In my absence from publishing on this site I switched to using an iPhone and Apple Watch. The long eventual death of Windows Phone and the Microsoft Band meant that my dreams of having the Microsoft ecosystem in my pocket had also died.
Now I have extended my use of the Apple ecosystem beyond just the iPhone and Apple Watch. At the start of this year I invested in an iPad, and this month I have taken the even bigger step of switching to use a MacBook as my primary computer.
Yup, I fully intend to use this shiny new MacBook as my primary computer, replacing the long line of Surface and Surface Books I have been using since 2013.
One important thing to note is that I still use my existing Windows and Linux computers every bit as much as before – I am using macOS to connect to my Windows and Linux computers remotely using the Microsoft Remote Desktop Client.
So far I’m still getting used to macOS but I will say that the initial reception has been pretty good. I really appreciate how silky smooth the transitions are when navigating between applications. The way that full screen apps and desktops work together also makes for a really great workflow for me, as I can use my remote connections in full screen and switch between them using gestures.
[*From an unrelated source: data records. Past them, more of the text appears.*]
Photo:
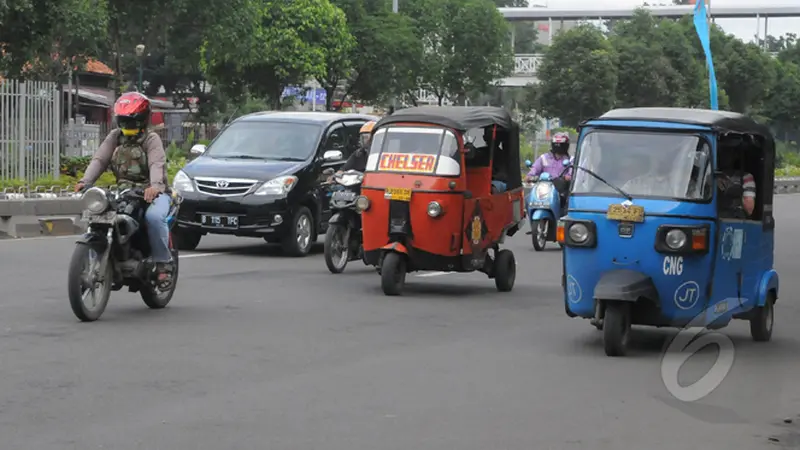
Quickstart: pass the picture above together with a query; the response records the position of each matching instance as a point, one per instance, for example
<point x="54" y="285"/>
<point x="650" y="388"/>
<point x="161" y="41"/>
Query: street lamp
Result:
<point x="140" y="54"/>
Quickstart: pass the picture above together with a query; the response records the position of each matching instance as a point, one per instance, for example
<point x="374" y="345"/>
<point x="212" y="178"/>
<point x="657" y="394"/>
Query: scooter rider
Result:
<point x="137" y="159"/>
<point x="358" y="160"/>
<point x="553" y="162"/>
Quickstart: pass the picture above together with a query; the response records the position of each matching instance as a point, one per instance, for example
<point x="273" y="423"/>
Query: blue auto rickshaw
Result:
<point x="662" y="231"/>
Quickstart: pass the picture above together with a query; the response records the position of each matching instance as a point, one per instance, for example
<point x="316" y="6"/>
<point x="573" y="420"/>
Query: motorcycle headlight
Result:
<point x="277" y="186"/>
<point x="95" y="200"/>
<point x="182" y="182"/>
<point x="350" y="179"/>
<point x="543" y="190"/>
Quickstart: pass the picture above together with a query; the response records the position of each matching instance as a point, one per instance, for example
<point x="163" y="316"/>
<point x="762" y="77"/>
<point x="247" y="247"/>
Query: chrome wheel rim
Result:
<point x="303" y="232"/>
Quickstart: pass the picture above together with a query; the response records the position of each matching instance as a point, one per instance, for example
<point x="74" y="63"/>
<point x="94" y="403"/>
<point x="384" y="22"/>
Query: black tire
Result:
<point x="763" y="320"/>
<point x="538" y="243"/>
<point x="336" y="263"/>
<point x="186" y="240"/>
<point x="159" y="300"/>
<point x="505" y="270"/>
<point x="617" y="328"/>
<point x="393" y="273"/>
<point x="295" y="242"/>
<point x="75" y="288"/>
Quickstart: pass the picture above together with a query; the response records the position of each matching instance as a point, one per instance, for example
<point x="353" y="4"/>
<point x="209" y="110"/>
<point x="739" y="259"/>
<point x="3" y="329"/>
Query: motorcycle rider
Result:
<point x="138" y="160"/>
<point x="553" y="162"/>
<point x="358" y="160"/>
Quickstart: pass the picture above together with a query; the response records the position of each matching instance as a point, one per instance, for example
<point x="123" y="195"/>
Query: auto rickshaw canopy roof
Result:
<point x="461" y="118"/>
<point x="720" y="121"/>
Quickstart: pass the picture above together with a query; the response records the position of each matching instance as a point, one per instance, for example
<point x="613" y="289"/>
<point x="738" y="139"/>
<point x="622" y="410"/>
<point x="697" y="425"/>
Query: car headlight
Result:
<point x="182" y="182"/>
<point x="676" y="239"/>
<point x="362" y="203"/>
<point x="95" y="200"/>
<point x="543" y="190"/>
<point x="578" y="233"/>
<point x="434" y="209"/>
<point x="277" y="186"/>
<point x="350" y="179"/>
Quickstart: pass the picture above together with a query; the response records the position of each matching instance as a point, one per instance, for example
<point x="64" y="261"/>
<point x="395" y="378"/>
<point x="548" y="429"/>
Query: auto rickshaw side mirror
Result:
<point x="332" y="156"/>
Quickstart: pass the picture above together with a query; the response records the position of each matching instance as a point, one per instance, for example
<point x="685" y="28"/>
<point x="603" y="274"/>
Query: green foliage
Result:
<point x="578" y="76"/>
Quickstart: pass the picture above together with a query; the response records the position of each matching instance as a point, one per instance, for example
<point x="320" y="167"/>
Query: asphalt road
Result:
<point x="259" y="351"/>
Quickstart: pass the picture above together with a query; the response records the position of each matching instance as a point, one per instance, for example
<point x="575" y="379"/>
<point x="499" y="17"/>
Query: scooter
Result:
<point x="544" y="207"/>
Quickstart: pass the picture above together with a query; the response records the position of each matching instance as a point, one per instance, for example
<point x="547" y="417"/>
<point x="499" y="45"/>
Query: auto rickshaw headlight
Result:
<point x="578" y="233"/>
<point x="362" y="203"/>
<point x="676" y="239"/>
<point x="434" y="209"/>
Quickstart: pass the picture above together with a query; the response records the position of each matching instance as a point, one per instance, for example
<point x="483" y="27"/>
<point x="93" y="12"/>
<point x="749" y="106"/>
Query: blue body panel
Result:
<point x="734" y="276"/>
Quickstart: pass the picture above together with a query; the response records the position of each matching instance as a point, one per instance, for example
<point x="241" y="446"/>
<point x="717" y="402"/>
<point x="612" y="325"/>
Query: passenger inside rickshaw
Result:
<point x="482" y="151"/>
<point x="658" y="165"/>
<point x="738" y="158"/>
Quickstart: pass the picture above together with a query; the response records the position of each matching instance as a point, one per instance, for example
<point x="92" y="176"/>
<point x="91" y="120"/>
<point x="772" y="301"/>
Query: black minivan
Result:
<point x="260" y="177"/>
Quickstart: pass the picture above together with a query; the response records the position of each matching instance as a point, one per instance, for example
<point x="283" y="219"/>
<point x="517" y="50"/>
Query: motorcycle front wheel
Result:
<point x="337" y="249"/>
<point x="87" y="288"/>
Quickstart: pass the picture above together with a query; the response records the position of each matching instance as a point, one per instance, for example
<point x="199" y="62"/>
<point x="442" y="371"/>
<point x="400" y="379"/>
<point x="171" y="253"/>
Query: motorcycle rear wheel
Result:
<point x="77" y="291"/>
<point x="337" y="250"/>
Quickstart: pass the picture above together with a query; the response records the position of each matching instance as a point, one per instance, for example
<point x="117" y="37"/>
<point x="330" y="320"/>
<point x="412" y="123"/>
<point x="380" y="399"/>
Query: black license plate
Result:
<point x="211" y="220"/>
<point x="625" y="229"/>
<point x="345" y="196"/>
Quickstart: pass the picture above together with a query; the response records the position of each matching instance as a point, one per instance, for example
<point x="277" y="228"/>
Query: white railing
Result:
<point x="29" y="129"/>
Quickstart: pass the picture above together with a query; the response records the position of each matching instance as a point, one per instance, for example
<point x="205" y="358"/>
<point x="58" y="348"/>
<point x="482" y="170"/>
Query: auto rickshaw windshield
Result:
<point x="665" y="165"/>
<point x="430" y="150"/>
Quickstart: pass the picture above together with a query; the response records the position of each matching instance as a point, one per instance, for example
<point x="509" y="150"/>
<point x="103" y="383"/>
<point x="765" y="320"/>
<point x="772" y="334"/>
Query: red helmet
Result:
<point x="132" y="111"/>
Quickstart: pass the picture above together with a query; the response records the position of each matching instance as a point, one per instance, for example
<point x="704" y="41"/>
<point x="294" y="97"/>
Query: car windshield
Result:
<point x="287" y="141"/>
<point x="665" y="165"/>
<point x="415" y="149"/>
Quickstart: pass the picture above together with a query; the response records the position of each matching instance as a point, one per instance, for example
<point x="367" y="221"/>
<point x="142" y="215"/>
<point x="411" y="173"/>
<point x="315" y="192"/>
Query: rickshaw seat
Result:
<point x="479" y="181"/>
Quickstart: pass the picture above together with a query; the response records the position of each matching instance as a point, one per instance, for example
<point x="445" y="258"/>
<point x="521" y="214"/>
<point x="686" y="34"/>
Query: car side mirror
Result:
<point x="197" y="149"/>
<point x="734" y="192"/>
<point x="332" y="156"/>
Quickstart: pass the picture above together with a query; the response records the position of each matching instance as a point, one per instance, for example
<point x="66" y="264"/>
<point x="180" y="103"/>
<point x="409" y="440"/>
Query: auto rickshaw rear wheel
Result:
<point x="762" y="321"/>
<point x="505" y="270"/>
<point x="616" y="328"/>
<point x="393" y="273"/>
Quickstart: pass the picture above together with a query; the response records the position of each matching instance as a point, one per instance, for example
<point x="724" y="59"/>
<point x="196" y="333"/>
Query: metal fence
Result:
<point x="30" y="115"/>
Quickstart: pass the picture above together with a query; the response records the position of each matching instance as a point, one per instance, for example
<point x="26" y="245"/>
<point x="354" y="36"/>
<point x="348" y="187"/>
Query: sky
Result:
<point x="743" y="28"/>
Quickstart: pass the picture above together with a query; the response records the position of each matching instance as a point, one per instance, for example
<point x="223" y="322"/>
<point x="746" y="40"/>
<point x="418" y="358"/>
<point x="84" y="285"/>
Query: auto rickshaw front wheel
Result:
<point x="616" y="328"/>
<point x="762" y="321"/>
<point x="505" y="270"/>
<point x="393" y="273"/>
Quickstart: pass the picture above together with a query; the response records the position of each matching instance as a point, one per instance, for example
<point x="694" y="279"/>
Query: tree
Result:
<point x="578" y="77"/>
<point x="465" y="45"/>
<point x="277" y="44"/>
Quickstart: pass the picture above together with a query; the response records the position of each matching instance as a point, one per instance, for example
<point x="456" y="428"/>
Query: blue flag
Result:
<point x="704" y="33"/>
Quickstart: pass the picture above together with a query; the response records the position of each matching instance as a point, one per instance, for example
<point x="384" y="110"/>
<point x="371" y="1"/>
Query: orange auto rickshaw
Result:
<point x="441" y="191"/>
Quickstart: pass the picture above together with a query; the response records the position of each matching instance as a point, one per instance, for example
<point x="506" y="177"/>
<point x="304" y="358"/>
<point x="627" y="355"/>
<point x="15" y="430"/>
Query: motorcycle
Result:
<point x="544" y="206"/>
<point x="117" y="252"/>
<point x="343" y="239"/>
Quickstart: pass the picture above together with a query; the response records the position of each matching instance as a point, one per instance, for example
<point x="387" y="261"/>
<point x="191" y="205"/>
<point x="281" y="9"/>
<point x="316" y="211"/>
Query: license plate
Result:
<point x="398" y="194"/>
<point x="624" y="213"/>
<point x="106" y="217"/>
<point x="219" y="221"/>
<point x="345" y="196"/>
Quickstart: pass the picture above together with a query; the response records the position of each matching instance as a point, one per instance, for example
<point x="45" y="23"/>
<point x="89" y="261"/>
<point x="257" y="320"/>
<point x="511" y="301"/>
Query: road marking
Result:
<point x="200" y="255"/>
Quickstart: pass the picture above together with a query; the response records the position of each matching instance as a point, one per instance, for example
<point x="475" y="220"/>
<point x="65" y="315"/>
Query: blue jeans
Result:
<point x="158" y="228"/>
There’s a long way for me to go in terms of really getting comfortable with using macOS for more intensive tasks other than using a browser and productivity apps – so maybe I’ll return to some of these ideas in a future blog post.
As with most Apple hardware, the industrial design is absolutely fantastic. I have the MacBook Air with M2 which uses the latest design trends for Apple’s MacBook and also features the return of the MagSafe charging port. My old 2008 Mac also had MagSafe, so for me this is just standard. I went for the option with 8-Core CPU, 10-Core GPU, 24GB Unified Memory, 512GB SSD, and yes, the battery life does appear to be just as impressive as advertised.
I haven’t yet hit any trouble with dongles… but maybe I’m too early in my journey to feel that pain.
This little Mac sits really well with my family of other Apple devices too. At time of writing I use the following devices throughout the day:
- MacBook Air
- iPad mini
- iPhone mini
- Apple Watch
- Apple AirPods
When I’m at home I can easily plug the MacBook into my 4K screen and use a Magic Keyboard and Magic Mouse, and the iPad and iPhone on my desk around me. When I’m out and about these are the only devices I need, and I can use the MacBook for hours without being plugged into anything.
- Handover provides prompts to move experiences between devices
- Universal control allows for one mouse and keyboard to use many devices
- Apple Pay, Face ID, and Touch ID are setup on everything
- Apple Watch can unlock the MacBook by just sitting at it
It’s all very slick, and I haven’t had any major issues yet.